Chemparkleiter Ernst Grigat Energie doppelt so teuer wie in den USA

Krefeld · Sorgen wegen der Energiepreise, Arbeitsplatzabbau im Chempark, Warnung vor De-Industrialisierung: Wir sprachen mit Chempark-Chef über die Zukunft des Standorts in Uerdingen. Die Kernfrage lautet: Wie sicher ist der Standort?

 "Generell ist eine schlechte Nachricht für Krefeld natürlich auch eine schlechte Nachricht für uns": Chemparkchef Ernst Grigat im RP-Gespräch.
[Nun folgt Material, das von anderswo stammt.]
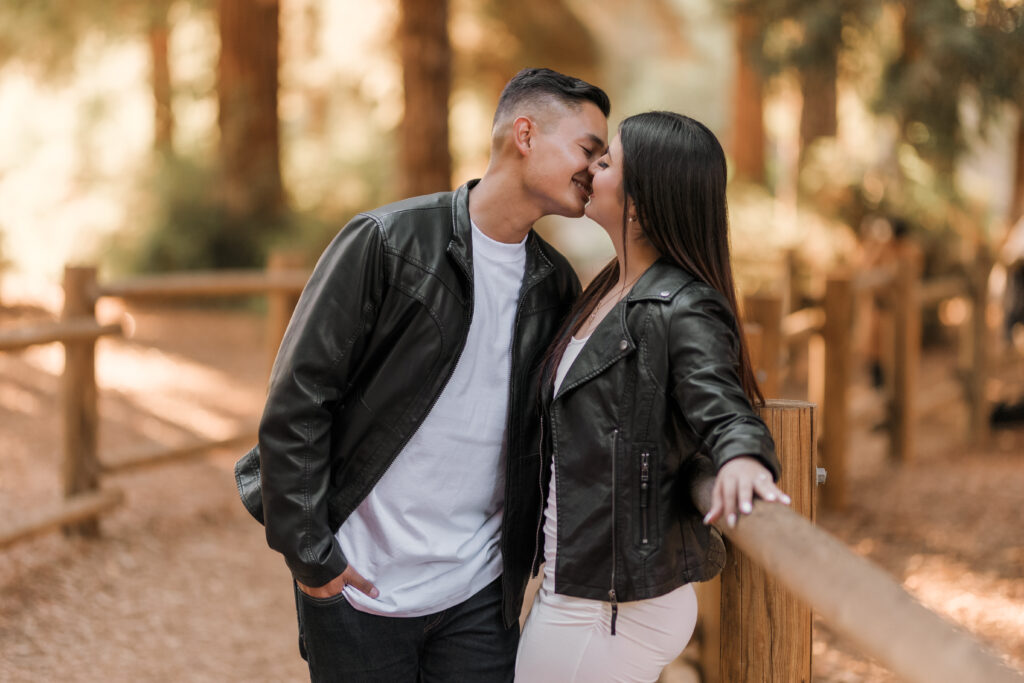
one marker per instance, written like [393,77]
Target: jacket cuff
[323,572]
[752,447]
"Generell ist eine schlechte Nachricht für Krefeld natürlich auch eine schlechte Nachricht für uns": Chemparkchef Ernst Grigat im RP-Gespräch.

Foto: T.L.

Bayer trennt sich von Bayer Material Science, Lanxess baut Stellen ab, Huntsman-Sachtleben auch. Bröckelt die Basis des Chemparks?

Grigat Wir sehen es nicht so, dass der Standort bröckelt; wir sehen es so, dass der Standort vor ein paar offenen Fragen steht. Was Huntsman entscheiden wird, wissen wir nicht. Wir haben die Nachricht erst einmal so aufgefasst, dass es um Kostensenkung und nicht um eine Schließung geht. Die Kollegen dort haben viel erlebt in den letzten Jahren; wir wünschen ihnen viel Erfolg dabei, diese Krise zu meistern.
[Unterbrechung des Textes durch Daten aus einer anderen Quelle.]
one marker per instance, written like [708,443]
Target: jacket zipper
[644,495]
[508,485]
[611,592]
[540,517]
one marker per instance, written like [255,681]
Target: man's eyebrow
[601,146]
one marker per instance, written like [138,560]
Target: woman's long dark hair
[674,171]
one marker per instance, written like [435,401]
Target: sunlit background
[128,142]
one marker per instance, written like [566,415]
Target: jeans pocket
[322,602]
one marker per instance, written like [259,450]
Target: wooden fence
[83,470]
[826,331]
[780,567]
Bei solchen Nachrichten gibt es sofort Befürchtungen, dass der Standort Uerdingen als Ganzes in Gefahr ist. Muss man dieser Gefahr ins Auge sehen?

Grigat Nein, man muss sehen, was in Uerdingen steht. Hier gibt es eine Eisenoxid-Produktion, die hervorragend läuft, es gibt generell hochwertige Produktionen, Lanxess hat in Uerdingen einen großen, weltweit bedeutenden Standort, und auch Bayer Material Science hat ebenfalls große Anlagen.

Sie sprachen von offenen Fragen - das klang sorgenvoll.

Grigat Nein, es geht eher um Abläufe oder um die Frage, wie die Abtrennung von Material Science von Bayer konkret läuft. Dabei geht es aber nicht um die Zukunft des Standortes an sich, dazu ist der Standort insgesamt viel zu stark aufgestellt.

Sie haben vor einer schleichenden De-Industrialisierung Deutschlands gewarnt. Haben Sie das Gefühl, dass die Politik Ihre Sorgen verstanden hat?

Grigat Manchmal ja. Wir haben schon das Gefühl, dass die Probleme mit der Verkehrsinfrastruktur dort angekommen sind. Das galt früher als "langweiliges" Thema, wird aber jetzt angepackt. Ob das reicht, was im Moment angestoßen wird, muss man sehen, aber es werden doch eine Reihe von überfälligen Projekten angestoßen. Bei der Energiepolitik sind wir nicht sicher, ob unsere Sorgen angekommen sind.

Inwiefern? Die Nachlässe bei der EEG-Umlage bleiben doch für die Industrie erhalten.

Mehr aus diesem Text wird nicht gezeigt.